# OLYMPICS PROJECT
## About
This project focuses on analyzing the 120 years of Olympics history dataset using SQL queries. The dataset consists of two tables: "dataset_olympics.csv" and "noc_region.csv". The "dataset_olympics" table contains information about athletes, their teams, the Olympic Games they participated in, and the medals they won. The "noc_region" table provides the mapping between the National Olympic Committee codes (NOC) and the corresponding regions. By cleaning the dataset using Python and Pandas, the project aims to ensure data quality.  To extract insights based on the questions given, SQL queries will be written in module 2.

## Data Preprocessing using Python:
The initial stage of the project involves preprocessing two distinct datasets that will be used('dataset_olympics' and 'noc_region'). The data cleaning process is crucial before we can proceed to upload these datasets into the database.
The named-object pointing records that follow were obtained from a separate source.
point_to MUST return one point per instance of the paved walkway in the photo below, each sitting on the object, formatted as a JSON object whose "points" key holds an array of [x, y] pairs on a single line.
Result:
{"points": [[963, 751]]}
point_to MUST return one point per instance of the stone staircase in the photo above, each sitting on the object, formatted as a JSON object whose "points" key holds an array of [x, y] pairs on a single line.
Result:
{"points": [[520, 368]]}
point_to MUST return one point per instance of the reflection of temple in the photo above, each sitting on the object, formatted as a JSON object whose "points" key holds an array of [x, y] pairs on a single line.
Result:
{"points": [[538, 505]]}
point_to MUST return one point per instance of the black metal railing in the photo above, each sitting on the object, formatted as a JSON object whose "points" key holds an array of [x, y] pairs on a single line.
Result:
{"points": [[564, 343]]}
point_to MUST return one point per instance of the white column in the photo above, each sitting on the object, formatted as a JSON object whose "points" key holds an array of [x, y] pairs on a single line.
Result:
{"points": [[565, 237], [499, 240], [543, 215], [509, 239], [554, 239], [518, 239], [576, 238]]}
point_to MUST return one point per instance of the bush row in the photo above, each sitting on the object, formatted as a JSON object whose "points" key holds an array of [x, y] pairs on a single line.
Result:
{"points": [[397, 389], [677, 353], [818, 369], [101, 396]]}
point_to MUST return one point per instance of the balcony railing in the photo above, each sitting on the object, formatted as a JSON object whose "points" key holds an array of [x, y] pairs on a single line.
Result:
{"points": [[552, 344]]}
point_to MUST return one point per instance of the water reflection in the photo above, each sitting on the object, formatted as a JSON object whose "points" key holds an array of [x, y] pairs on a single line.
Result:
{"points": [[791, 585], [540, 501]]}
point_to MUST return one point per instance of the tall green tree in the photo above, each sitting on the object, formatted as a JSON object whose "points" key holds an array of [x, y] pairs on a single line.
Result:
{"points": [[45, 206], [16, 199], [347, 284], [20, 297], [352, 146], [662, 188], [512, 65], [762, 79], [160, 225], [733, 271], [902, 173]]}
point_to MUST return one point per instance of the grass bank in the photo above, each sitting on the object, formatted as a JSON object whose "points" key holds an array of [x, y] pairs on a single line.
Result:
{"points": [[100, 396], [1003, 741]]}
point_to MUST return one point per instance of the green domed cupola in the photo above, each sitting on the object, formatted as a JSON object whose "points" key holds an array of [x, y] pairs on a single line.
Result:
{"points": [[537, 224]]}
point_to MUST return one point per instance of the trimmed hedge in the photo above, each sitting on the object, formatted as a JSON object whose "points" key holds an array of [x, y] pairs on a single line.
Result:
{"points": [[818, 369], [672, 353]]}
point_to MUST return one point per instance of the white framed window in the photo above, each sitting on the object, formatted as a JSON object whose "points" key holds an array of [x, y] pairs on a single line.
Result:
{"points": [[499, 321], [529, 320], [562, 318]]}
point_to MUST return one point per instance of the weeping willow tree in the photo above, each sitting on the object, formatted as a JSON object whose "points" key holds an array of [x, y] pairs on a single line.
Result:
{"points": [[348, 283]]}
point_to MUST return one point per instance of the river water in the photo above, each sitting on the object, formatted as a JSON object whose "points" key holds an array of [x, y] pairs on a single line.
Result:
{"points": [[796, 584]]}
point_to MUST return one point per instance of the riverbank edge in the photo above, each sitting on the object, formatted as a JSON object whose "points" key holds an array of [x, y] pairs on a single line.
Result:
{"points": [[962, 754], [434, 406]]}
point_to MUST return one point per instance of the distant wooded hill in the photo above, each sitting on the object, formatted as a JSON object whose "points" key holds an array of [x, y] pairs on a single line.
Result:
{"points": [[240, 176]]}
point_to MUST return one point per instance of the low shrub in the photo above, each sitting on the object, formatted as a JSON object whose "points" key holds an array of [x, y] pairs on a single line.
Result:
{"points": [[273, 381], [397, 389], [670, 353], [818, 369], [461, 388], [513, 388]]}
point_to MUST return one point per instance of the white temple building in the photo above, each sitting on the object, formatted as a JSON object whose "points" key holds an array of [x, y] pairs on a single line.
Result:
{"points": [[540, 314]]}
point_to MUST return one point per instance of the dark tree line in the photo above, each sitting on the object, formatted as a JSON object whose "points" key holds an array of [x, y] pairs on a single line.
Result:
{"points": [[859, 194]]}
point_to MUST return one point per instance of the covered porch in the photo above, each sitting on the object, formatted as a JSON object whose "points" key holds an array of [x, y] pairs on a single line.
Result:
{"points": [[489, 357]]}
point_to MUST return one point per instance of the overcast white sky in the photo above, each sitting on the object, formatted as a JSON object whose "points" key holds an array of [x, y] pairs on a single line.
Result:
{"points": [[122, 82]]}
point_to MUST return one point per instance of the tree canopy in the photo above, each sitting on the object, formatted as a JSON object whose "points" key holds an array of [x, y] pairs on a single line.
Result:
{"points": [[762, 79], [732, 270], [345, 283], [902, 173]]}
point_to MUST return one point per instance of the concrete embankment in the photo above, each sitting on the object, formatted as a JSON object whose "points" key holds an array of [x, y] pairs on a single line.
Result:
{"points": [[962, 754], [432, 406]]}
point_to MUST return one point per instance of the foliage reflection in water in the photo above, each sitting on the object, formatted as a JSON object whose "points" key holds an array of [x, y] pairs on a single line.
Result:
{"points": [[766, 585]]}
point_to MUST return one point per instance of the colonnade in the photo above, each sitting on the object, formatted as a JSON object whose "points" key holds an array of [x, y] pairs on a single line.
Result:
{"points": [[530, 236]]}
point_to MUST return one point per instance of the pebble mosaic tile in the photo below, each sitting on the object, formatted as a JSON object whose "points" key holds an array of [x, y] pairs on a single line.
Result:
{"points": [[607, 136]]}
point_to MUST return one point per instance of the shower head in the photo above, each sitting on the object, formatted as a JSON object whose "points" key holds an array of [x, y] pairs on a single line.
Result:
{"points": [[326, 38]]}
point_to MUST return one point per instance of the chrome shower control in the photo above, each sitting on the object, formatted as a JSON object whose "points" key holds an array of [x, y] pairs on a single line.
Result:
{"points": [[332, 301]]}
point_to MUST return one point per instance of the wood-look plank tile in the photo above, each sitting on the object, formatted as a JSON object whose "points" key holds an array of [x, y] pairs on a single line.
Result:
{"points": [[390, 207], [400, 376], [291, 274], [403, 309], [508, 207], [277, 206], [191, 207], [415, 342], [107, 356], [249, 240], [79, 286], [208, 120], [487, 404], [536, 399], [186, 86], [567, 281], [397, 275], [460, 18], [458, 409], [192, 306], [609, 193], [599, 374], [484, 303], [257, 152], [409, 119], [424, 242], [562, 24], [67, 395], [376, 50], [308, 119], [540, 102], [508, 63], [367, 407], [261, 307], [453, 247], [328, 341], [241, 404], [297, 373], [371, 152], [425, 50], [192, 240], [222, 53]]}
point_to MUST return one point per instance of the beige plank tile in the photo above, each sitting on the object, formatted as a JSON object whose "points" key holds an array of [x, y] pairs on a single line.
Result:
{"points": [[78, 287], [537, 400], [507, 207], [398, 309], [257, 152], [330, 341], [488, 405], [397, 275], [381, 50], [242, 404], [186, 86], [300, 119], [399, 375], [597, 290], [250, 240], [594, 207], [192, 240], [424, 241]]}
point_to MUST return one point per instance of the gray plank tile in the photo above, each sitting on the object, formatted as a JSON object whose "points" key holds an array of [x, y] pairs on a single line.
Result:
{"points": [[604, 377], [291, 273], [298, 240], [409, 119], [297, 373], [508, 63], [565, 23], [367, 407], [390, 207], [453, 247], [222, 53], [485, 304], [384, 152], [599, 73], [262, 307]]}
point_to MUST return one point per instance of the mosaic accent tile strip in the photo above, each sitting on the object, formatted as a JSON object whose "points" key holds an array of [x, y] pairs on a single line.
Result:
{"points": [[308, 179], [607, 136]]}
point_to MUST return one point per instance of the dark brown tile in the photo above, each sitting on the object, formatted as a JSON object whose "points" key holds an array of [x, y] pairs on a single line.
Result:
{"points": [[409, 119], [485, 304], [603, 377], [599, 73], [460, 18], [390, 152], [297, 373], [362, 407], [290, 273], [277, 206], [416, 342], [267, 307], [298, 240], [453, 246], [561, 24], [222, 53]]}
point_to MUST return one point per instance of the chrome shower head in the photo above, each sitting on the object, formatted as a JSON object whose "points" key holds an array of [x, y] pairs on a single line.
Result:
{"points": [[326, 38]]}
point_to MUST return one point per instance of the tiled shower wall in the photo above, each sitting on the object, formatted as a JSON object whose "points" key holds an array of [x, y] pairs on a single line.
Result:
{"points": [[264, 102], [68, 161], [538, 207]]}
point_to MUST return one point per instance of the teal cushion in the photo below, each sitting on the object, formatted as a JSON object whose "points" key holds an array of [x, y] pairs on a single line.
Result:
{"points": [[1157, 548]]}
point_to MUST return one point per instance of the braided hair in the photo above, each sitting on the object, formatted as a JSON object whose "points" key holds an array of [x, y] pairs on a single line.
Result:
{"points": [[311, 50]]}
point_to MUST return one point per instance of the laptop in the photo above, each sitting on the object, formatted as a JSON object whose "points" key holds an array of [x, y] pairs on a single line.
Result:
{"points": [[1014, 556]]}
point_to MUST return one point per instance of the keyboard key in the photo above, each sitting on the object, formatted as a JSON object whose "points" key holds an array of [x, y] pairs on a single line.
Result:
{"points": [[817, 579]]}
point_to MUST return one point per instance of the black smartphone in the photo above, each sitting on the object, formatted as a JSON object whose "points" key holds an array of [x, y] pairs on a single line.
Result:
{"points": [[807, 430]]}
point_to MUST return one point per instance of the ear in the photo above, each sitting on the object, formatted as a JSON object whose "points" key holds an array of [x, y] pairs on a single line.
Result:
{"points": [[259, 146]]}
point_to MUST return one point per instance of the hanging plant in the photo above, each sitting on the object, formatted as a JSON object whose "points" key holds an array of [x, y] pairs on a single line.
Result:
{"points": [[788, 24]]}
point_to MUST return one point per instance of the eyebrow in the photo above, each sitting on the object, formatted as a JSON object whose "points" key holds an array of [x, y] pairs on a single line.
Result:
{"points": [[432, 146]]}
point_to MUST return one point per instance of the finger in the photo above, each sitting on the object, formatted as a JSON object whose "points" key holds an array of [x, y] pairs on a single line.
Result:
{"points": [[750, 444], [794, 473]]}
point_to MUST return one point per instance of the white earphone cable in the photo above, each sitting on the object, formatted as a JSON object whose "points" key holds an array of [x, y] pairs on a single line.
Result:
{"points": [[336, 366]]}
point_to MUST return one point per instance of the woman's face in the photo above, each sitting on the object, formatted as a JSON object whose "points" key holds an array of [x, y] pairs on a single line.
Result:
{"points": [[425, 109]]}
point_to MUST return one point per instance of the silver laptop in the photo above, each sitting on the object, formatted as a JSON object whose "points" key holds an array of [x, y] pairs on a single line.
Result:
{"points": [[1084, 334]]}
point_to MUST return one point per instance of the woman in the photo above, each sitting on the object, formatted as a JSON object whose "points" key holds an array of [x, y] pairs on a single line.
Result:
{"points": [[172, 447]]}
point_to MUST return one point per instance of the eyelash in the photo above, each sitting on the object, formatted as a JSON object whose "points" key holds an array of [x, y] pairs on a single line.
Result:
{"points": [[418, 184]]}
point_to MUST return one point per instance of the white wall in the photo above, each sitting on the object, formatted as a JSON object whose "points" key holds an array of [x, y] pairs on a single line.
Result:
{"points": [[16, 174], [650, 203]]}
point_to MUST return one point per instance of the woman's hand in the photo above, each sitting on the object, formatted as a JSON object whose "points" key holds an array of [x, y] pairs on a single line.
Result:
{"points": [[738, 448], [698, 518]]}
By doing so, we will be able to perform SQL tasks and conduct further analysis as part of the project.

## Data Cleaning Using Python:
* The data_cleaning() function reads data from a 'dataset_olympics'.csv file and performs cleaning operations on the dataset.
* It creates a copy of the data and drops specific columns, such as 'Height' and 'Weight'.
* Duplicate rows are also removed.
* Additionally, missing values in the 'Medal' column are replaced with 'Medal-less', and missing values in the 'Age' column are filled with the median age('24') from the dataset.
* Finally, the cleaned dataset is saved to a new CSV file named 'olympics_history_cleaned.csv'.

In [None]:
from google.colab import drive
drive.mount('/content/drive')

In [None]:
import pandas as pd
import warnings
import os
warnings.filterwarnings("ignore")


#Task1
#Loading the data
def read_data_from_csv(file_name):
    df = pd.read_csv(file_name)
    return df


# Cleaning the Dataset
def data_cleaning():
    # Read data from a CSV file
    data1_raw = read_data_from_csv('/content/drive/MyDrive/project_datasets/olympics/dataset_olympics.csv')
    data2_raw = read_data_from_csv('/content/drive/MyDrive/project_datasets/olympics/noc_region.csv')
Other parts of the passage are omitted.